Yargıtay Kararı 5. Ceza Dairesi 2013/12374 E. 2015/15436 K. 22.10.2015 T.

YARGITAY KARARI
DAİRE : 5. Ceza Dairesi
ESAS NO : 2013/12374
KARAR NO : 2015/15436
KARAR TARİHİ : 22.10.2015

Tebliğname No : 5 – 2012/300315
MAHKEMESİ : İzmir 6. Ağır Ceza Mahkemesi
TARİHİ : 11/10/2012
NUMARASI : 2010/157 Esas, 2012/316 Karar
SUÇ : Görevi kötüye kullanma

Mahalli mahkemece verilen hüküm temyiz edilmekle dosya incelenerek, gereği düşünüldü:
Sanık hakkında iddianame yerine geçen Karşıyaka 2. Ağır Ceza Mahkemesinin 26/03/2010 tarih 2010/83 Esas, 2010/102 Karar sayılı son soruşturmanın açılmasına ilişkin karar ile 20/11/2003 tarihli avukatlık ücret sözleşmesinde ücret alacağının %15 oranında ödeneceği belirtildiği halde, bu sözleşmenin önceden boş bırakılan kısmına ilave olarak “vekalet ücreti, alacağın tahsil edilme şartı olmaksızın 10 milyar TL (On milyar TL) 5 eşit taksitte ödenecektir.
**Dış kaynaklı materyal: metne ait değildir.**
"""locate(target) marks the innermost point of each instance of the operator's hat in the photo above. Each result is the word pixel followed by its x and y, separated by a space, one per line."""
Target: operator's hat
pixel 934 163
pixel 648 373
Tüm masraflar müvekkile ait olup, borçlu ödemeleri olması halinde, bu ödemelerin %60’ı vekalet ücretine mahsuben avukata ödenecektir” şeklinde yazmak suretiyle mağduriyete sebebiyet verdiğine yönelik deliller mevcut olduğundan bahisle, görevi kötüye kullanma suçundan cezalandırılması istemiyle kamu davası açıldığı,
Katılanın soruşturma ve kovuşturma aşamasında alınan beyanlarında suça konu ücret sözleşmesini ücret kısmı boş olarak imzaladığını, aradan zaman geçtikten sonra sanığa olan güveni sarsıldığından talebi üzerine sözleşmenin ücret kısmına “%15 ibaresinin yazıldığını, diğer yazıların ise bilgisi dışında eklendiğini ifade ettiği, sanığın savunmasında ise sözleşmeye sonradan ilave yapılmadığını beyan ettiğinin anlaşılması, TCK’nın 257. maddesinin genel, tali ve tamamlayıcı bir hüküm olup görevi kötüye kullanma suçunun oluşumu için eylemin Kanunda ayrıca suç olarak tanımlanmamış olmasının gerekmesi karşısında, katılanın sözleşmeyi ilk imzaladığı anda ücret kısmının tamamen boş olduğunu söylemesi nedeniyle, eylemin açığa atılan imzanın kötüye kullanma suçu olarak nitelendirilmesinde zorunluluk bulunduğu, Yargıtay İçtihadı Birleştirme Büyük Genel Kurulunun 24/03/1989 gün ve 1/2 sayılı Kararı gereğince; açığa imzanın kötüye kullanılması suçunun (1. fıkra) 6100 sayılı Hukuk Muhakemeleri Kanununun cevaz verdiği ayrık durumlar dışında tanıkla ispat olunamayacağı, yazılı delille ispatının gerekeceği, 1412 sayılı CMUK’nın 254 ve 255. maddeleri ile 5271 sayılı Ceza Muhakemeleri Kanununun 217 ve 218. maddelerinin uyuşmazlık konusunu
ilgilendiren bölümleri itibariyle paralel hükümler içermeleri nedeniyle değişen ceza mevzuatı karşısında dahi 24/03/1989 gün ve 1/2 sayılı İçtihat Birleştirme Kararının halen geçerliliğini koruduğuna işaret eden Ceza Genel Kurulunun 05/02/2013 gün ve 2012/11-1086; 2013/40 sayılı Kararı gözetildiğinde, katılan tarafından yazılı delil sunulamadığı da anlaşılmakla mahkemenin gerekçesi yerinde olmamakla birlikte verilen kararın niteliği gereği sonuca etkili görülmemiş, bu nedenle de tebliğnamede bozma öneren düşünceye iştirak edilmemiştir.
Delilleri takdir ve gerekçesi gösterilmek suretiyle verilen beraat hükmü usul ve kanuna uygun olduğundan yerinde görülmeyen O yer C.Savcısı ve katılan vekilinin temyiz itirazlarının reddiyle hükmün ONANMASINA, 22/10/2015 tarihinde oybirliğiyle karar verildi.